As incoming aircraft line up to land at Manila's international airport, passengers often catch a glimpse of a gleaming new terminal building.
But first impressions are soon dispelled as passengers are offloaded at an older building that has seen better days.
Built by a group led by Germany's Fraport AG, the US$650 million new international terminal has been in mothballs for two years after President Gloria Arroyo tore up the contract, citing irregularities in the document's terms negotiated by her deposed predecessor Joseph Estrada.
This is just one example of the difficulties foreign investors face when investing in the Philippines, especially in desperately needed infrastructure projects.
Poor contracts, a Constitution which bans foreigners from owning real estate and shuts them out of certain industries, corruption at all levels, a biased court system, looming power cuts, an education system in decay and an impending fiscal crisis all add up to a poor investment environment.
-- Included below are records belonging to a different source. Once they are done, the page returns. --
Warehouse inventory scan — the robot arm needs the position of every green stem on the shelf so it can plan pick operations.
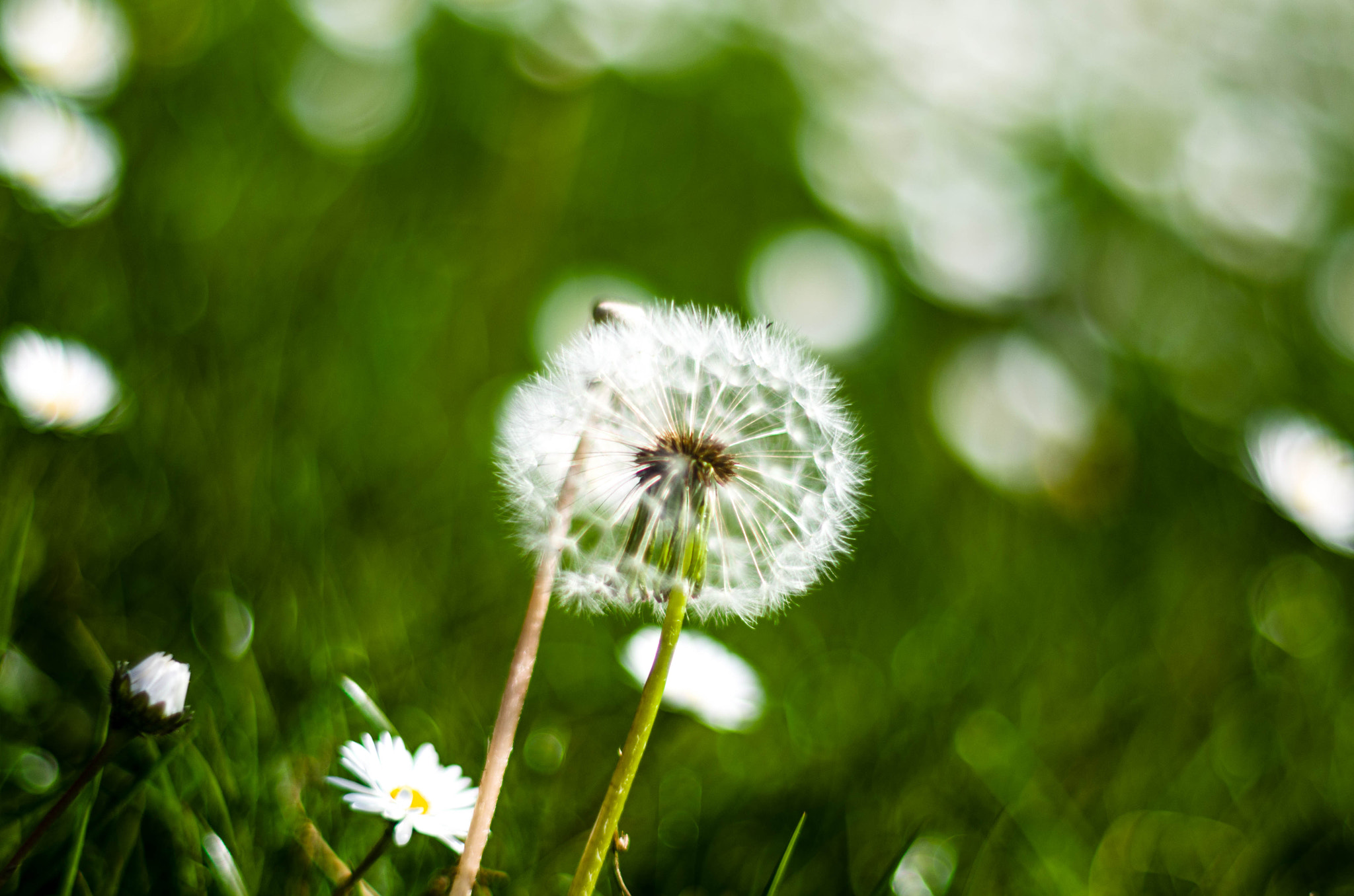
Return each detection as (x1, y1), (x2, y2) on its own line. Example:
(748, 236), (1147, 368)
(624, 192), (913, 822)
(569, 586), (686, 896)
(335, 821), (395, 896)
(0, 728), (132, 888)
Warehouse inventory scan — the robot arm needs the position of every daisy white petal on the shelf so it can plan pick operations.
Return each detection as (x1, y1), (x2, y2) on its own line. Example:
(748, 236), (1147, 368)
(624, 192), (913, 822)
(498, 306), (864, 620)
(329, 731), (479, 852)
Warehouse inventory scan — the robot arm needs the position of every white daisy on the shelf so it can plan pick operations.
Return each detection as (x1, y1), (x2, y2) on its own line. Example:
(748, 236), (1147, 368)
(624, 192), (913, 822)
(498, 306), (864, 620)
(329, 731), (479, 852)
(0, 0), (130, 96)
(0, 91), (122, 213)
(108, 652), (192, 735)
(0, 330), (118, 430)
(1247, 412), (1354, 554)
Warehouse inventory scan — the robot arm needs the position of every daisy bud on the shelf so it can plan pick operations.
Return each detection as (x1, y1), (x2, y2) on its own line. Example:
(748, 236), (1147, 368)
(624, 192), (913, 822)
(108, 653), (192, 735)
(498, 302), (864, 620)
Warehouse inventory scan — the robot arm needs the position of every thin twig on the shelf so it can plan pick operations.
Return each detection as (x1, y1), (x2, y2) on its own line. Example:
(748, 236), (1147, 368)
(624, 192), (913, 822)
(0, 728), (130, 888)
(451, 435), (588, 896)
(611, 831), (629, 896)
(278, 768), (380, 896)
(335, 821), (395, 896)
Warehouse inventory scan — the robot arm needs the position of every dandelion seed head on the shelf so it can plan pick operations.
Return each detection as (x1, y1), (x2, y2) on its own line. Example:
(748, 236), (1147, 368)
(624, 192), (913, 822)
(498, 306), (864, 620)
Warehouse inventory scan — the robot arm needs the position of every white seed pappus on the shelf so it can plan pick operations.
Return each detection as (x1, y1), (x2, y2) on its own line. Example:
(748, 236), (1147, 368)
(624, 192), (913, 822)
(498, 306), (864, 620)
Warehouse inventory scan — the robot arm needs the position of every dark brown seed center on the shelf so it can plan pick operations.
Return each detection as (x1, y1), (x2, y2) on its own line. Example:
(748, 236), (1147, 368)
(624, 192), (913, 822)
(635, 431), (738, 487)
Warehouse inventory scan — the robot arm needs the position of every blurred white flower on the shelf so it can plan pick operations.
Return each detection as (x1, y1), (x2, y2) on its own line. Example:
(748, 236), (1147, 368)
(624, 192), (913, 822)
(620, 625), (764, 731)
(0, 91), (122, 217)
(932, 334), (1095, 492)
(898, 145), (1048, 309)
(498, 306), (864, 620)
(894, 837), (955, 896)
(1247, 412), (1354, 554)
(0, 330), (118, 430)
(329, 731), (479, 852)
(128, 653), (188, 716)
(747, 227), (887, 352)
(0, 0), (129, 96)
(108, 653), (192, 735)
(1181, 102), (1322, 243)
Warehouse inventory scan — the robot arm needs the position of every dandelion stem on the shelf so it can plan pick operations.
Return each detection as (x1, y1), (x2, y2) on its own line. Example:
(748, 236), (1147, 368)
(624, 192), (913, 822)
(569, 586), (686, 896)
(451, 435), (588, 896)
(335, 821), (395, 896)
(0, 728), (133, 889)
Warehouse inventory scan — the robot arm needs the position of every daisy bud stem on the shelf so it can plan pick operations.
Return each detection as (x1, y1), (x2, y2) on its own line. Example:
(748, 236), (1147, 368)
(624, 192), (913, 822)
(569, 586), (686, 896)
(335, 821), (395, 896)
(0, 728), (136, 889)
(451, 436), (588, 896)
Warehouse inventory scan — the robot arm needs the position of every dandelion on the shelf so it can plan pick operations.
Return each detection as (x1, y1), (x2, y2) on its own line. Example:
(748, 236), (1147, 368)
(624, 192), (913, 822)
(329, 731), (479, 893)
(0, 653), (192, 889)
(1247, 413), (1354, 554)
(451, 302), (864, 896)
(498, 301), (863, 620)
(620, 625), (762, 731)
(0, 330), (118, 430)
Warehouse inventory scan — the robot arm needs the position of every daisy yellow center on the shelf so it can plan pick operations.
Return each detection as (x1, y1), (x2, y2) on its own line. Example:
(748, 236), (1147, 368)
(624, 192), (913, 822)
(38, 398), (76, 422)
(390, 788), (428, 812)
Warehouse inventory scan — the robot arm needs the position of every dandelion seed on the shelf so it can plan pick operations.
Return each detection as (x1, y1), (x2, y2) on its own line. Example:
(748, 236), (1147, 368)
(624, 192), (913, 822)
(329, 731), (479, 852)
(1247, 413), (1354, 554)
(0, 330), (118, 430)
(498, 307), (864, 620)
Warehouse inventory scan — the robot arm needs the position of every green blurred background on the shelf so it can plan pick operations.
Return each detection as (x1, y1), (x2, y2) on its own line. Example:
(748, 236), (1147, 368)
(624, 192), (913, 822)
(0, 0), (1354, 896)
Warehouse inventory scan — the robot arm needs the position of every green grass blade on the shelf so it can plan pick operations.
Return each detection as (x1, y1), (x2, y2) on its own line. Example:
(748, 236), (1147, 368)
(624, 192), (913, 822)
(869, 830), (916, 896)
(0, 498), (32, 651)
(57, 768), (103, 896)
(762, 812), (809, 896)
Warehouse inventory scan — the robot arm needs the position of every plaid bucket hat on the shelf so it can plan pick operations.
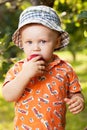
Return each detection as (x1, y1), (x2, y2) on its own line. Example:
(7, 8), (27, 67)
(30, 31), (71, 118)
(12, 5), (69, 50)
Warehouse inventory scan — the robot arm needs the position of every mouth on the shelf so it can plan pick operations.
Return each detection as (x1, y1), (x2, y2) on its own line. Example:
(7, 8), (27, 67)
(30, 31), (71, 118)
(28, 54), (44, 60)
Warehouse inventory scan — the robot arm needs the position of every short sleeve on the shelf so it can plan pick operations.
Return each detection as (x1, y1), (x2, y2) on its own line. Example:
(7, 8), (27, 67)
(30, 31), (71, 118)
(68, 67), (81, 93)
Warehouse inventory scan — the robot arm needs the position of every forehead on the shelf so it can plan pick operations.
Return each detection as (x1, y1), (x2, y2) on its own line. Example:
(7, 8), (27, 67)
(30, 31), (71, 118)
(19, 23), (60, 36)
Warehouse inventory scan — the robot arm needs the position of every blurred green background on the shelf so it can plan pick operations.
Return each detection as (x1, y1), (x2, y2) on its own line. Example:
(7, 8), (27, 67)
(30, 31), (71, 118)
(0, 0), (87, 130)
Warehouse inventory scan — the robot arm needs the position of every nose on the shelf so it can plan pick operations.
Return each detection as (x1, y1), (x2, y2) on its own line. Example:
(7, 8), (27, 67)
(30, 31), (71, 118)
(33, 43), (40, 51)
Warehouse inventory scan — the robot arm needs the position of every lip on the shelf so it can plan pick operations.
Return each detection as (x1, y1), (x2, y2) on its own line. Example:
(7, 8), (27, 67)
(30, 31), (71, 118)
(28, 54), (44, 60)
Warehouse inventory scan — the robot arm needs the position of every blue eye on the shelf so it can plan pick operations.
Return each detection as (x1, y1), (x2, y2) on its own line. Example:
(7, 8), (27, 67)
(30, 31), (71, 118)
(40, 40), (46, 44)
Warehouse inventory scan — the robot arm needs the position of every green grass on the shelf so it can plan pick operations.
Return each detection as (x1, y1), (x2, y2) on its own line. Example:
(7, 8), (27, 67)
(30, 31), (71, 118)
(0, 52), (87, 130)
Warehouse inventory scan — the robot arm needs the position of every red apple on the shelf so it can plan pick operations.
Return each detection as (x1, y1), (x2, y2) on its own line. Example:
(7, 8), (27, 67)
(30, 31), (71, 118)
(28, 54), (43, 60)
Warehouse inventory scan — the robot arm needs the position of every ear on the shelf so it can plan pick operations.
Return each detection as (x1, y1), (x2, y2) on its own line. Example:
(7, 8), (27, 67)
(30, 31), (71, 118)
(55, 37), (61, 49)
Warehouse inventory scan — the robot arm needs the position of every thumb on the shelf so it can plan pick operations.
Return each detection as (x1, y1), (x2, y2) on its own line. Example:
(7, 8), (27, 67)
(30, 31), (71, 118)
(64, 98), (70, 104)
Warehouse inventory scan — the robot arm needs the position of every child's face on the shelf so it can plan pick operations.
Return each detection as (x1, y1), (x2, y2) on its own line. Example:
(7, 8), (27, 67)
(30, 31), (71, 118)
(21, 24), (59, 62)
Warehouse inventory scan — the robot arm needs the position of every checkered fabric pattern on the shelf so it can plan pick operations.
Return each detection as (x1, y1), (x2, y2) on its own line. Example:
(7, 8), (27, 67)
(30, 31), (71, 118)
(12, 5), (69, 49)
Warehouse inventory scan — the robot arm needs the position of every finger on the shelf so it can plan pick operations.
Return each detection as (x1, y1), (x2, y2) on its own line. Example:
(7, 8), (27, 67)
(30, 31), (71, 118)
(70, 106), (82, 114)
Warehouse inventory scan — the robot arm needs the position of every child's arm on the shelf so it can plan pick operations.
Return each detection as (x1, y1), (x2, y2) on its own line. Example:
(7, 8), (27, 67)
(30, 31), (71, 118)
(2, 56), (45, 102)
(64, 92), (85, 114)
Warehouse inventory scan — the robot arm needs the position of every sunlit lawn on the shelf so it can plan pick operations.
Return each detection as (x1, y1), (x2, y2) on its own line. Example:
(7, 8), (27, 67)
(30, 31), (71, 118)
(0, 52), (87, 130)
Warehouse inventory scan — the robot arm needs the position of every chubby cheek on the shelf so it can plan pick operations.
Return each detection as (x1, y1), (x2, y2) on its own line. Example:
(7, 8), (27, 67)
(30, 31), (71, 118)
(24, 47), (31, 57)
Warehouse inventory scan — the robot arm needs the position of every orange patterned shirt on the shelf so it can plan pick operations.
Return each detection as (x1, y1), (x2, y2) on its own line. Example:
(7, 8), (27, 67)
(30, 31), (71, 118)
(5, 55), (81, 130)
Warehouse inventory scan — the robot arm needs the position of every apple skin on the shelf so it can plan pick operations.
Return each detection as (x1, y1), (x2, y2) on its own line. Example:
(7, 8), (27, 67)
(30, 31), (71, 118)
(28, 54), (44, 61)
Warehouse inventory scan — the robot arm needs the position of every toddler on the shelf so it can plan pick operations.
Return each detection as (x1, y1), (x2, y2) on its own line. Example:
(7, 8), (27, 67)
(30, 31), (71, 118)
(2, 5), (84, 130)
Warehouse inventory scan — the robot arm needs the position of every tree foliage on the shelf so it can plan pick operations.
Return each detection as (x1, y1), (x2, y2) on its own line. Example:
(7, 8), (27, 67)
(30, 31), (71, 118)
(0, 0), (87, 78)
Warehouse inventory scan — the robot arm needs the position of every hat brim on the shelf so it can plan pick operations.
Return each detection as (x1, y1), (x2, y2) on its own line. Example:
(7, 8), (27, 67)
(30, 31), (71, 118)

With government debts rising to 5.39 trillion pesos (US$95.9 billion), or 137 percent of the GDP last year, the core budget for social services and infrastructure has shrunk to 2.65 percent of the gross national product last year compared to 6.17 percent in 1997.
Officials predict electricity demand will top available generating capacity sometime in 2008, but no new generating plants have been built for years.
The government would like to sell-off its debt ridden power assets but no one is showing much interest in them.
The shrinking social service and infrastructure budget is "seriously jeopardizing our capacity for growth that in turn produces our future revenues," said House of Representatives economic affairs committee chief Joey Salceda.
The budget crunch however is only one side of the issue, analysts say.
"The main issue at the moment confronting foreign investors is the question of sanctity of contracts on the one hand, the fear of government interference, the fear of shifting goalposts and the prob-lems of overall policy directions," Manila-based business consultant Michael Clancy said.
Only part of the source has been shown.